For cloud-native systems, Prometheus is a powerful monitoring and alerting toolset that excels in microservices observability, infrastructure tracking, and Kubernetes monitoring. It makes real-time metric analysis and proactive alerts possible with its robust Prometheus Query Language (PromQL) and smooth Grafana integration. 

The reliability and scalability of DevOps observability workflows depend heavily on Prometheus monitoring because its extensive ecosystem and active community enable operational efficiency.

FAQ

How does the Prometheus database work?

Prometheus uses a time-series database to store metrics as key-value pairs with timestamps. Data is first written to a Write-Ahead Log (WAL) for durability, then compacted into 2-hour blocks for efficiency. Metrics can be queried using PromQL. By default, data is stored locally for 15 days, with options to use remote storage like Thanos for longer retention.

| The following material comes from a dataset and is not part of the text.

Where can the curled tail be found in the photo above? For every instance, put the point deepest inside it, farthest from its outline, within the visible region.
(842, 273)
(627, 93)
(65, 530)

How does Prometheus client work?

Prometheus client libraries enable applications to expose metrics via an HTTP endpoint (e.g., /metrics). Developers define metrics such as counters, gauges, histograms, and summaries. Prometheus periodically scrapes these endpoints to collect data. Short-lived jobs can push metrics to a Push Gateway, which Prometheus then scrapes.

What is the difference between Middleware and Prometheus?

Middleware is software that helps different applications or systems communicate and work together. It manages data flow and connections between these systems. On the other hand, Prometheus is a tool used to monitor systems by collecting and analyzing data about their performance. While middleware focuses on connecting systems, Prometheus focuses on checking how well those systems are working and sending alerts if there are any issues.

Is Prometheus highly available?

Prometheus is not natively highly available, but it can achieve it by running multiple instances scraping the same targets. Tools like Thanos or Cortex can provide distributed storage and long-term retention. Alertmanager ensures duplicate alerts are handled, and federation allows aggregation from multiple Prometheus instances.